Gov't to Open Alcohol Market to Smaller Producers

      September 30, 2009 09:03

      Regulations on beer and soju will be eased so that smaller alcoholic beverage producers from around the nation can bring some diversity to the market, just like Germany's beer and Japan's sake markets.

      The government on Tuesday said it will relax standards for obtaining a license to produce alcohol in the second half of next year. Currently in order to get a license to make beer, brewers must have a facility capable of producing at least 1,850 kl of beer annually, which is over 3.7 million 500-ml bottles. Soju distillers must be able to make 130 kl a year, or 360,000 360-ml bottles.

      Because of these rules the domestic alcohol market has been dominated by a few large companies for decades. The beer market has been virtually monopolized by two or three companies, despite growing complaints among Korean consumers of the taste and price of domestic beer.

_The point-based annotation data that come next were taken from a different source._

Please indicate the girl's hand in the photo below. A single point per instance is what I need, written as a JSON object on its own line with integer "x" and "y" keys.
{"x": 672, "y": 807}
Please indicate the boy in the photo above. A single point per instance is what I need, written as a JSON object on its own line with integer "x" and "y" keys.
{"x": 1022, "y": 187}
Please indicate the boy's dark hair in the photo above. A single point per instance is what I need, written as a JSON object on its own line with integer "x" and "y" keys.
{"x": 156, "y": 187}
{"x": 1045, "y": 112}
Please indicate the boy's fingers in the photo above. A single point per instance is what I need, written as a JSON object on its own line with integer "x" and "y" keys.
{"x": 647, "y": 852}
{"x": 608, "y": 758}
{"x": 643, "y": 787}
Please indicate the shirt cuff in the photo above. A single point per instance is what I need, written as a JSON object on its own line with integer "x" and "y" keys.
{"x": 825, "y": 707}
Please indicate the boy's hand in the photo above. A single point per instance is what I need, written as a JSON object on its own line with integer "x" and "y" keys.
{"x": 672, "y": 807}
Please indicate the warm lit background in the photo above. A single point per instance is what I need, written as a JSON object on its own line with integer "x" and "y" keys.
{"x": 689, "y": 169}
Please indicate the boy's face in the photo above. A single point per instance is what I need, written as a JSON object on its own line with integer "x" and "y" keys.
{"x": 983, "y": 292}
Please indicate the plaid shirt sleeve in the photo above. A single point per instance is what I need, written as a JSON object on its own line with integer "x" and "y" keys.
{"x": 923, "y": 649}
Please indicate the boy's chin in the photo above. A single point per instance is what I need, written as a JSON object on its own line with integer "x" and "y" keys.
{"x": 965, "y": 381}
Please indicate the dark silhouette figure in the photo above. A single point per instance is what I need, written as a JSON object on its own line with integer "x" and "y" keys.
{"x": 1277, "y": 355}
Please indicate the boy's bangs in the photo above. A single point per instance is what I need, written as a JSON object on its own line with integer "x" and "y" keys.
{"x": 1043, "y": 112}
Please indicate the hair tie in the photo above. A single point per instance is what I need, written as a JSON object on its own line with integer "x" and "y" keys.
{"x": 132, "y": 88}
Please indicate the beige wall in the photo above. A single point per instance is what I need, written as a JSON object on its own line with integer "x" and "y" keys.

The lowered barriers should allow small and mid-sized local brewers and distillers to enter the market, likely increasing efforts to improve the taste and fueling price competition.

      In 2004 Japan changed its regulations for brewers from a required capacity of 2,000 kl to 60 kl, and the country now has over 270 brewers adding diversity to the market.

      An official at the Fair Trade Commission said the new measure will open the way for various kinds of local beers with different flavors and levels of alcohol content, and spur price competition.

      The government finalized a set of deregulation measures in a meeting of the Presidential Council on National Competitiveness presided over by President Lee Myung-bak on Tuesday.